Some rules of the market never change, one of them being that high interest rates is bad news for equities. Even Dalal Street veterans are talking about moving a part of their portfolio into fixed income mutual funds and bank FDs.

March 16, 2023 / 08:36 IST

“Liquidity does not exist unless someone else is willing to give you cash in exchange for the piece of paper you want to sell.” ~ Peter Bernstein

There is clear lack of confidence among bulls. That was evident from the way in which the market floundered after a firm start on Wednesday. Some rules of the market never change, one of them being that high interest rates is bad news for equities. Even Dalal Street veterans are talking about moving a part of their portfolio into fixed income mutual funds and bank FDs. “Why lose sleep over stock prices when you can easily make 7 percent or more at a much lower risk,” is the chorus among market players.

F&O cues

Net short positions by FIIs in index futures has risen to 76 percent, the highest in the last couple of weeks. Net long positions of retail investors in single stock futures has spiked to 82 percent. Given the worsening mood in global markets, most likely that the weak hands will be forced to liquidate their positions.

No respite

Realty shares had another bad session on Wednesday. The bearish outlook is despite the companies’ fundamentals looking much better in many years.

“High interest rates is only one part of the reason,” Delhi-based investor Manoj Dua tells Short Call. “Anybody taking a home loan will know that over a 15-20 year cycle, rates will rise and fall. More than interest rates, it is the uncertainty over jobs and income that could hurt demand for residential property. Given what is happening around the globe, the market is worried is about lay offs coming in the IT sector, which so far has been the biggest driver of demand.”

At risk

Bears are said to be going after midcaps trading at price to earning multiples without the earnings growth to back them.

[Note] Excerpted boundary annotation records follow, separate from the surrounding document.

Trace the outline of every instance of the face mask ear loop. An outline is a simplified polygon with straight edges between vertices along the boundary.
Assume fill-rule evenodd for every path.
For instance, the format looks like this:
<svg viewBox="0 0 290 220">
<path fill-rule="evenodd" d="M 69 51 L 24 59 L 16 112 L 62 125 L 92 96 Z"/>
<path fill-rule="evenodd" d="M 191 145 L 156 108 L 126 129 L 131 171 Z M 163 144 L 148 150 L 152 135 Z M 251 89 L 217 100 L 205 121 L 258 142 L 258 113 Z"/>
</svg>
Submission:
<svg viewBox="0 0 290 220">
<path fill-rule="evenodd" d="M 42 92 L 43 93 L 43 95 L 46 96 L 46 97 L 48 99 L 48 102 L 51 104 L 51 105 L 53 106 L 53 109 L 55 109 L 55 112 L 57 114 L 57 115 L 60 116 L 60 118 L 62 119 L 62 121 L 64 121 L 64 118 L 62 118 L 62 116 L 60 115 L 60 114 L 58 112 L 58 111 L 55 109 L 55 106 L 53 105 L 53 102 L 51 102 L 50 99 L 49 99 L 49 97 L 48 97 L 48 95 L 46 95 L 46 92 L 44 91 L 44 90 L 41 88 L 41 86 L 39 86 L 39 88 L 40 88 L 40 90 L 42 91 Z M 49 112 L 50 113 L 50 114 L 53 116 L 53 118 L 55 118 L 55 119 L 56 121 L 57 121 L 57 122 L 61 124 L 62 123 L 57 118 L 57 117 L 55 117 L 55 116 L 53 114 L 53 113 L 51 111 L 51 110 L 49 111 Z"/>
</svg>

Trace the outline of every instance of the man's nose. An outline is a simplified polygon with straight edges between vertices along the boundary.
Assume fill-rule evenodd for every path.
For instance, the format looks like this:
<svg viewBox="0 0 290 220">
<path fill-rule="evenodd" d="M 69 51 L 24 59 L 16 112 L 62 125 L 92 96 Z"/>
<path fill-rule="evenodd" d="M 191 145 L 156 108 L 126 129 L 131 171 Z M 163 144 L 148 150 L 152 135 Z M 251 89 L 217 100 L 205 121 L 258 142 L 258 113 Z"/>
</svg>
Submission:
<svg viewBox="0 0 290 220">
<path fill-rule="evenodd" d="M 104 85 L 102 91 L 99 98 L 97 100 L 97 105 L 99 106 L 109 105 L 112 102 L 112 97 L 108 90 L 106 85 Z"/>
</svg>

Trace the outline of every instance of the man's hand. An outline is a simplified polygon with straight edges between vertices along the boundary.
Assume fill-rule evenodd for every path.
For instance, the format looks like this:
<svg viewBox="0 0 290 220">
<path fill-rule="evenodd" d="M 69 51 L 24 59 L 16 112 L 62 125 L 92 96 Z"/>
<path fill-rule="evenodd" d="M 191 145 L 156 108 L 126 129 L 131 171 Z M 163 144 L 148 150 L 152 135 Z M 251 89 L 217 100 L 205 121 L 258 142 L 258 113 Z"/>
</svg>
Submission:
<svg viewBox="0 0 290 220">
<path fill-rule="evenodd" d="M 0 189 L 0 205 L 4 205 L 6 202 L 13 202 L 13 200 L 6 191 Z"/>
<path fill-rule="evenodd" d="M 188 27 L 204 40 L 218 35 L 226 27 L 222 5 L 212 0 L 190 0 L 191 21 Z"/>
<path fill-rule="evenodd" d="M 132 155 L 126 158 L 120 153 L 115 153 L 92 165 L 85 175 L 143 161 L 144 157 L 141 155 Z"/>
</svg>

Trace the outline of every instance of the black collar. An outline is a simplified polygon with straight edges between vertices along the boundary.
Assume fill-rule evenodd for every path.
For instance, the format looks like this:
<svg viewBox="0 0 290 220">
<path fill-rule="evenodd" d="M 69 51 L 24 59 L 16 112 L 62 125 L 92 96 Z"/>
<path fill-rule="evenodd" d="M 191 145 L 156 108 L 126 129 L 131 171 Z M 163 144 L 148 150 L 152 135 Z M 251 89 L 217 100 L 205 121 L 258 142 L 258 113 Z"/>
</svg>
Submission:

“High PE large caps like Asian Paints, Nestle, Titan will struggle, but the drop won’t be vertical. Not so with midcaps, where the disappointment will be severe,” said an old timer.

Stand pat

Stock exchanges have frozen around 80% of the promoter holdings in Patanjali Foods as the company has not complied with the minimum public shareholding (MPS) rule of 25 percent. Public shareholders currently own 19.18 percent in the company. Finding buyers may not be so much of a problem as much as getting a good price (from the promoters’ perspective) in this market. The company has not yet given a firm deadline as to when it plans to offer additional 5.82 percent to the public. In its statement, Patanjali Foods said that it was “confident of achieving mandatory MPS within next few months.”

Short Call

SBI

Takeaways from SBI’s meeting with analysts and fund managers, according to a Morgan Stanley note.

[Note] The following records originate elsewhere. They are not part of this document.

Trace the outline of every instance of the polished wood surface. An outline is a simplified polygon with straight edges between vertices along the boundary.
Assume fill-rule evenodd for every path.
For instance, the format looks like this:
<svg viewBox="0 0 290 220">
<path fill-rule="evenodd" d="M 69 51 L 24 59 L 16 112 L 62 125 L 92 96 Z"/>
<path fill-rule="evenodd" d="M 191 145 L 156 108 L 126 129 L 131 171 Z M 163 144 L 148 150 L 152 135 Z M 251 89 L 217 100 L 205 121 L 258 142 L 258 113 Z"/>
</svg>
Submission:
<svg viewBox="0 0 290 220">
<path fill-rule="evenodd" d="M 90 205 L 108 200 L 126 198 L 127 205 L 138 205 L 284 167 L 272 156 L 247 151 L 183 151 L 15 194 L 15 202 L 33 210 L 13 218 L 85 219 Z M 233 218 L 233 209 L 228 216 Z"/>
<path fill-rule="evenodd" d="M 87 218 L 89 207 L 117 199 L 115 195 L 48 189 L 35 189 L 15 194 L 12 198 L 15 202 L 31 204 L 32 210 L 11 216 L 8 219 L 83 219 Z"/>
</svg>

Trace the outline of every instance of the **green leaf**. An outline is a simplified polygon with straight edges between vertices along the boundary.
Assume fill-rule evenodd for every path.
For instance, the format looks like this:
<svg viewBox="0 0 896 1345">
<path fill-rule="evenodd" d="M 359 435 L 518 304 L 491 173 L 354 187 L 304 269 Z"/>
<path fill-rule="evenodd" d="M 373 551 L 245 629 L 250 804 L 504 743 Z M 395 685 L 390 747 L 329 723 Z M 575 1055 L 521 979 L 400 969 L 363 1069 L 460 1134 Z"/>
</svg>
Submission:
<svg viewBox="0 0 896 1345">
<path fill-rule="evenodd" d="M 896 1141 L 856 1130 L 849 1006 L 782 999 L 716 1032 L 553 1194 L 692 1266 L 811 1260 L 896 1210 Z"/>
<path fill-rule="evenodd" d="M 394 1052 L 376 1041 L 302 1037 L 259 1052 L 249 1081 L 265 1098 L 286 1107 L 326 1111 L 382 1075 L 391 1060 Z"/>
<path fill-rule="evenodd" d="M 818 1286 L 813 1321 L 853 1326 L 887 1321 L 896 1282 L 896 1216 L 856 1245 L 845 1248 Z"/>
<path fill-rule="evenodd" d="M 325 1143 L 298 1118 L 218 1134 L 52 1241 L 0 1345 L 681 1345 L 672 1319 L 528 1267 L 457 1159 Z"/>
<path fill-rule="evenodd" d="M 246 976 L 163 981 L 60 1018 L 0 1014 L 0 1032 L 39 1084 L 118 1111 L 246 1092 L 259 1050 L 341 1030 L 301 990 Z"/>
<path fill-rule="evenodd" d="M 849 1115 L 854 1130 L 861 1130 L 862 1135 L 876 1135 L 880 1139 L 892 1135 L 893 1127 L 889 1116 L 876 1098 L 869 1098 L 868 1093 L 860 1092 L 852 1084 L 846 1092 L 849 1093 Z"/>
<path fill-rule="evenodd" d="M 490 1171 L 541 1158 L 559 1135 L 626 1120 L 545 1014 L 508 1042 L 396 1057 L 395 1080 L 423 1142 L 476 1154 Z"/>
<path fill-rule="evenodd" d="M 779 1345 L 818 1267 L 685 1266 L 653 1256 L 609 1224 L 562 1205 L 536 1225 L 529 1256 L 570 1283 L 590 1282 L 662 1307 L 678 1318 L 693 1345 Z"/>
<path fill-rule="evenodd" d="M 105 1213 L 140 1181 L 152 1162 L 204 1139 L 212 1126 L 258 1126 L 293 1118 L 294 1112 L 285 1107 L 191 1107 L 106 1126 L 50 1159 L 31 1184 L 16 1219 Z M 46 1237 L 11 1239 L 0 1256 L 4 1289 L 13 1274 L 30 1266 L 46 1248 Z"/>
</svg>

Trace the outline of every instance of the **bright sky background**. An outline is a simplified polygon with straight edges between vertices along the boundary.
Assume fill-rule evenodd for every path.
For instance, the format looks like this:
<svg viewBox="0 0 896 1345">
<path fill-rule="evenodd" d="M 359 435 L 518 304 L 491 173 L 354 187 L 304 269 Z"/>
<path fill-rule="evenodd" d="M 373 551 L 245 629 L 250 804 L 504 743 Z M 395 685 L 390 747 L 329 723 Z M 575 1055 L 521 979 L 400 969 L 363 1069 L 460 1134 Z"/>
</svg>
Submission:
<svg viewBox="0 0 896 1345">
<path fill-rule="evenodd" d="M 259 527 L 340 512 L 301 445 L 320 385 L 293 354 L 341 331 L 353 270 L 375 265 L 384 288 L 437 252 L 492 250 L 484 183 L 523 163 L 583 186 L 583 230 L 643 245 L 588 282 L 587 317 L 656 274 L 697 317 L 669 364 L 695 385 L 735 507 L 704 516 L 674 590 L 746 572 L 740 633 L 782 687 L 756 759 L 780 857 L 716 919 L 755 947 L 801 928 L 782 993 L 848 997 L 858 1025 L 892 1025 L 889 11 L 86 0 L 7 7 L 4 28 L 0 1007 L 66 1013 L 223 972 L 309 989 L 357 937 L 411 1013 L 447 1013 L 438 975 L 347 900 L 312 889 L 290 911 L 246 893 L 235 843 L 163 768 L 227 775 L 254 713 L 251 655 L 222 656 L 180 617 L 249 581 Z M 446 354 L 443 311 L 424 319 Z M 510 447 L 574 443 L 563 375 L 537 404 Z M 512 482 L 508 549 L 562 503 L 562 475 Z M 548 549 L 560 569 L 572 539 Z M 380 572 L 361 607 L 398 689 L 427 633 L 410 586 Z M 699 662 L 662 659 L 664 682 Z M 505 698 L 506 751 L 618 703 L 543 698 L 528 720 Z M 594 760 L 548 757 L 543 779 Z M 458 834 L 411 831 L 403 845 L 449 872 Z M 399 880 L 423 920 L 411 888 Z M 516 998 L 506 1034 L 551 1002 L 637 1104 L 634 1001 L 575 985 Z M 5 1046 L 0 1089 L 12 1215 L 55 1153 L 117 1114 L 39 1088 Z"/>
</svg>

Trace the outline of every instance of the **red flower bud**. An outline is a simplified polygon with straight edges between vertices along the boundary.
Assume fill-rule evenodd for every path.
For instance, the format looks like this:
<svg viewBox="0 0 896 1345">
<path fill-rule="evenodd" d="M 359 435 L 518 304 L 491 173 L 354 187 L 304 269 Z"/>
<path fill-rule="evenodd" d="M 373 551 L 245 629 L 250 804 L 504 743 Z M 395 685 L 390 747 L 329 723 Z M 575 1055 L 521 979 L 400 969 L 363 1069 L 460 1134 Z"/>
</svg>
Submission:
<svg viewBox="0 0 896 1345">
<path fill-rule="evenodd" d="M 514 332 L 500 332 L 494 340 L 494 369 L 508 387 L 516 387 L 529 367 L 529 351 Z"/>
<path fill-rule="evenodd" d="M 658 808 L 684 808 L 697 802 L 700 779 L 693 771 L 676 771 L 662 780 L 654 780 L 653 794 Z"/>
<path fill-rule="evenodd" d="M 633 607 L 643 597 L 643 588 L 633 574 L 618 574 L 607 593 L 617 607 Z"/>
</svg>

  • Loan growth trends to remain healthy
  • Margins to improve over next couple of quarters
  • No capital raise near term
  • Asset quality remains benign
  • Return on Assets to sustain in 1-1.1 percent range
  • Momentum strategy

Momentum investing was the rage between 2020 and 2022 as stock prices broadly moved higher amid periodic corrections. But now momentum investors are finding the going tough.

Manish Dhawan of Mystic Wealth told Short Call about the strategy he is adopting.

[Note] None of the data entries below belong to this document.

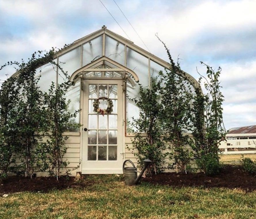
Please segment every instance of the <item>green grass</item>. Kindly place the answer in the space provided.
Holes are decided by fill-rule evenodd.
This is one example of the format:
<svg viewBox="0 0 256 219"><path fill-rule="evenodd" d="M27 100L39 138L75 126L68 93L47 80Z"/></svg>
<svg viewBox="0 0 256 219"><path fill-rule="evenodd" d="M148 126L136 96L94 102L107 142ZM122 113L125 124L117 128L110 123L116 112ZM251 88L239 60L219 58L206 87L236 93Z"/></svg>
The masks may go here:
<svg viewBox="0 0 256 219"><path fill-rule="evenodd" d="M90 176L85 188L24 192L0 198L0 218L256 218L256 192L225 188L173 188L122 177Z"/></svg>

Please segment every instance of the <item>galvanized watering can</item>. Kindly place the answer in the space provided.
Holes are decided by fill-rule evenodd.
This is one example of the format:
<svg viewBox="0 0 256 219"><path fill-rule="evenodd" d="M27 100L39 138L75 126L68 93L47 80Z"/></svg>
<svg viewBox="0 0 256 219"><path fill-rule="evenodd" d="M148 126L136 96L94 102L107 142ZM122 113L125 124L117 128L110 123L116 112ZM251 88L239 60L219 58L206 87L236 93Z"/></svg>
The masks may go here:
<svg viewBox="0 0 256 219"><path fill-rule="evenodd" d="M132 165L132 167L125 167L124 165L126 162L129 162ZM137 168L135 167L134 164L129 160L126 160L124 161L123 164L123 171L124 172L124 183L126 185L136 185L139 182L145 170L151 162L151 161L148 159L144 160L144 168L143 168L141 173L137 177Z"/></svg>

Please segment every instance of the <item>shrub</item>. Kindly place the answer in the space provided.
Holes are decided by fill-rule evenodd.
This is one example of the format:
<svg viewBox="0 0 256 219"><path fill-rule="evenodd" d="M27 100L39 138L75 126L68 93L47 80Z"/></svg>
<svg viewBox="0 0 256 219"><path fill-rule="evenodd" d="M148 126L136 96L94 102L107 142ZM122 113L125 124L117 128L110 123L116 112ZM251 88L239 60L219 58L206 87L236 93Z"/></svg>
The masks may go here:
<svg viewBox="0 0 256 219"><path fill-rule="evenodd" d="M219 172L220 165L218 155L214 154L202 154L196 160L198 168L208 176L215 175Z"/></svg>
<svg viewBox="0 0 256 219"><path fill-rule="evenodd" d="M256 174L256 161L251 158L242 157L240 163L243 170L251 174Z"/></svg>

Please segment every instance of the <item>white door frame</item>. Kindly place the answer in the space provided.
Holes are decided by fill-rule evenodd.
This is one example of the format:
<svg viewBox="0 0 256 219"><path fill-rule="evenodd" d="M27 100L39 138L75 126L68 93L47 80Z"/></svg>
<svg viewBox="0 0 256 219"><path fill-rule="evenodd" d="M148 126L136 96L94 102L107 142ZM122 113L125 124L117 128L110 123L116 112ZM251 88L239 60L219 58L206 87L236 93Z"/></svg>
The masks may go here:
<svg viewBox="0 0 256 219"><path fill-rule="evenodd" d="M125 118L125 93L123 92L123 82L122 78L107 78L85 79L81 82L81 121L83 124L81 129L81 144L80 170L82 174L121 174L123 172L122 164L124 160L124 119ZM88 128L89 106L88 84L117 84L117 161L88 161L88 131L84 131ZM106 116L107 115L105 116ZM88 165L90 164L90 166Z"/></svg>

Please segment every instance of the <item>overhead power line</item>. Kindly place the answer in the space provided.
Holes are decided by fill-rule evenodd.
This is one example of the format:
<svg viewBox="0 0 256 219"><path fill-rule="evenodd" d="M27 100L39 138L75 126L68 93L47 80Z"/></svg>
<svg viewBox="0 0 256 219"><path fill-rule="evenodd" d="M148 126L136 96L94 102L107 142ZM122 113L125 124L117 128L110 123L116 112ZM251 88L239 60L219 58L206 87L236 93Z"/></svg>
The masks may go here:
<svg viewBox="0 0 256 219"><path fill-rule="evenodd" d="M118 5L117 5L117 3L116 3L116 2L115 1L115 0L113 0L113 1L114 1L114 2L115 2L115 4L116 5L116 6L117 6L117 7L118 7L118 8L119 9L119 10L120 10L120 11L121 11L121 12L122 12L122 13L123 14L123 15L124 16L124 17L125 18L126 20L127 20L127 21L128 21L129 23L130 24L130 25L131 25L131 26L132 27L132 29L133 29L133 30L134 30L135 32L136 33L136 34L137 34L138 36L139 36L139 38L141 39L141 41L143 43L143 44L144 44L144 45L145 46L146 46L146 48L147 48L147 50L148 50L149 51L150 53L151 53L151 52L150 52L150 50L149 50L149 49L148 48L147 46L147 45L146 45L145 43L143 41L143 40L142 40L142 39L141 39L141 37L139 35L139 34L137 32L137 31L136 31L136 30L135 30L134 28L133 27L132 25L132 24L131 24L131 23L130 22L130 21L129 21L129 20L128 20L128 18L126 17L126 16L125 15L124 15L124 12L123 12L122 10L121 10L121 9L120 8L119 6L118 6Z"/></svg>
<svg viewBox="0 0 256 219"><path fill-rule="evenodd" d="M129 37L129 36L128 36L128 35L127 35L127 34L126 34L126 33L125 32L125 31L124 30L124 29L123 29L122 28L122 27L119 24L118 24L118 22L117 22L117 21L115 19L115 18L114 18L114 17L113 16L113 15L112 14L111 14L111 13L110 13L110 12L109 11L109 10L108 10L107 8L107 7L106 7L105 5L104 5L104 4L103 4L103 3L102 3L102 2L101 1L100 1L100 0L99 0L99 1L100 1L100 3L101 3L101 4L102 4L102 5L103 5L104 6L104 7L106 9L107 11L108 12L108 13L109 13L109 14L110 14L110 15L111 15L111 17L112 17L113 18L113 19L115 20L115 21L116 22L116 23L118 25L118 26L120 27L120 28L121 29L122 29L122 30L123 31L124 31L124 33L125 34L125 35L126 35L127 36L127 37L129 38L129 39L130 39L130 40L131 40L131 39Z"/></svg>

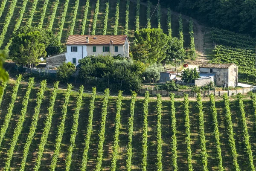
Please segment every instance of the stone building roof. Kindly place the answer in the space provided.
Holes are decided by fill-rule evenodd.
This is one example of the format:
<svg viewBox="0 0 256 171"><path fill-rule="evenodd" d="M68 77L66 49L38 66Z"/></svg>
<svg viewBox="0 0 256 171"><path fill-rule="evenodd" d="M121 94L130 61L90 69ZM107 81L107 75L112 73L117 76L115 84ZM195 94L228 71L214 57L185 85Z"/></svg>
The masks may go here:
<svg viewBox="0 0 256 171"><path fill-rule="evenodd" d="M199 66L201 68L229 68L232 65L236 66L234 64L212 64L204 63Z"/></svg>
<svg viewBox="0 0 256 171"><path fill-rule="evenodd" d="M86 37L88 37L89 42ZM113 45L125 44L128 37L126 35L70 35L67 41L67 45L106 45L111 41ZM128 40L128 41L129 40Z"/></svg>

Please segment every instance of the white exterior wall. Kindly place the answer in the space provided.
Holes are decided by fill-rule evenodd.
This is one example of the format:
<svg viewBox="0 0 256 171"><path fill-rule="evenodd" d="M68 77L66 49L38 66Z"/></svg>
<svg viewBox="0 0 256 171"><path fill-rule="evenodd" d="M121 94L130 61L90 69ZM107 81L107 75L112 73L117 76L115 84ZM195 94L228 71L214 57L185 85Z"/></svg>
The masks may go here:
<svg viewBox="0 0 256 171"><path fill-rule="evenodd" d="M71 52L71 46L77 46L77 52ZM86 45L67 45L66 62L71 62L72 63L72 59L75 58L76 61L76 66L79 64L78 60L87 56L87 55Z"/></svg>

“Momentum portfolios are by design supposed to suffer in a range bound market. If you don’t want to move into cash altogether, one way of way of tackling this problem is equity curve trading. Create a trendline over the NAV (equity curve) of your portfolio, it could be something as simple as a 10 month moving average. Go into cash if your equity NAV line is below that moving average and redeploy when its comes back up.”

Here’s the caveat:

“No matter what you do, There is always a trade-off. While equity curve trading reduces big drawdowns, it comes with increased churn, and occasional whipsaws, not to mention the extreme unemotional discipline to pull the trigger.”

Wrong question

Would a stress test of SVB by the regulators have avoided the collapse of the bank? No, write Joseph R. Mason and Kris James Mitchener in Wall Street Journal. That's because the stress tests were asking the wrong questions:

"In its February 2022 Stress Test Scenarios, the Fed’s “severely adverse scenario” asked banks to assess their riskiness over a three-year horizon in a hypothetical world in which the three-month Treasury rate stays near zero while the 10-year Treasury yield declines to 0.75% during the first quarter of 2022. By February 2023, the Fed still hadn’t changed its regulations to match its monetary policy. While FOMC’s December 2022 projections show its policy rate reaching 5.1% by the end of 2023, the February 2023 severely adverse scenario was almost identical to that used in February 2022."

Discounted fund raise

Payment processor Stripe raised $6.5 billion at a $50 billion valuation, the company said Wednesday, a sharp discount from its record valuation of $95 billion in 2021.The money is not for daily operations, but to provide liquidity to “current and former employees” and tax obligations associated with equity awards, the company said.

Santosh Nair
first published: Mar 16, 2023 08:23 am

Discover the latest Business News, Sensex, and Nifty updates. Obtain Personal Finance insights, tax queries, and expert opinions on Moneycontrol or download the Moneycontrol App to stay updated!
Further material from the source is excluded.